Using proven methods from the fields of data fusion, control systems, and industrial software development, the Neuromorphic Computing Solutions Group is tapping into the market for neuromorphic COTS sensors and processors. The focus is on developing robust and resilient end-to-end solutions and promoting industrial adoption through training programmes.

The group’s research approach is based on Prof. Axenie’s practical expertise in the design, development, and implementation of closed-loop control systems, particularly in the fields of industry, robotics, communication systems, and mobility. By overcoming existing obstacles, the Neuromorphic Computing Solutions Group makes a decisive contribution to the seamless, cross-industry adoption of neuromorphic technologies.

Objectives

The novel toolset encompasses efficient training, optimisation, and flexible porting of neuromorphic neural networks to improve integration into existing architectures and promote the interoperability of software and hardware. It forms the basis for the implementation of reference designs and benchmarking and takes into account aspects of data fusion and heterogeneous architectures combining conventional and spiking neural networks.

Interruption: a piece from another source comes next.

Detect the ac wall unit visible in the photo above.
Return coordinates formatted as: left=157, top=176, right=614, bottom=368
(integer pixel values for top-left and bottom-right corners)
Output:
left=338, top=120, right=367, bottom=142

The system design follows a benchmarking-based approach. In this process, benchmarking is performed at the system level using concrete, industry-relevant use cases. Automatically generated reports serve as the basis for customer interaction, for example, to quickly select target hardware.

Based on the implemented reference designs, application-specific demonstrators are developed. The demonstrators facilitate industry interaction and build confidence in the technology.